Boston, MA 04/09/2014 (wallstreetpr) – Having sent its last CEO Steve Bennett packing because of underperforming, the security software vendor company, Symantec Corporation (NASDAQ:SYMC) has had to contend with the investor activists sniffing at its heels. They would take every chance to buy their way into the management and change the management as per their wish. There has been a call for the company to break up into its parts in the past few years. The immediate concerns are to avoid any major management shuffle that could result in the demand for a quick profit without any consideration for the long term interests of the company.
Leading Incidents
The sequence of incidents that led to this situation began with the sudden and abrupt firing of its CEO. He had assumed office only two years ago and had managed to trim its costs and faced loss of its markets. Symantec Corporation (NASDAQ:SYMC) was showing no signs of improvement, and this sudden decision was a direct result of the decline in the overall profitability of the company.

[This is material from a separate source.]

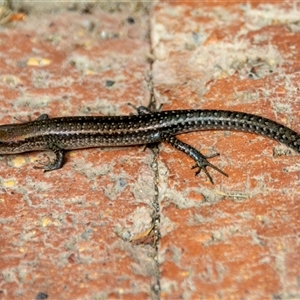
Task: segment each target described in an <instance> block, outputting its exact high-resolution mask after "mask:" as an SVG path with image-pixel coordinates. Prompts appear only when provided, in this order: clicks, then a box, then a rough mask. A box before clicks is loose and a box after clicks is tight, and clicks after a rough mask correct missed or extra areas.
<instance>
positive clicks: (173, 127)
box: [0, 107, 300, 183]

Bennett was brought in to turn around the company after his predecessor left it at a 1% growth with no improvement prospects. But his actions were not yielding any radical results and so he was shown the way out.
Assistance from Banks
The company has apparently hired JP Morgan to help it craft its future course while it looks for a new CEO. It is not an easy task with Symantec Corporation (NASDAQ:SYMC)’s record of firing its top executives. This is usual practice in times of stress that it hires investment banks to provide the necessary direction in the interim. It will not be a good sign for the stakeholders, and there is a definite increase in loss of popularity among them. Symantec Corporation (NASDAQ:SYMC) is currently trading close to $20.58.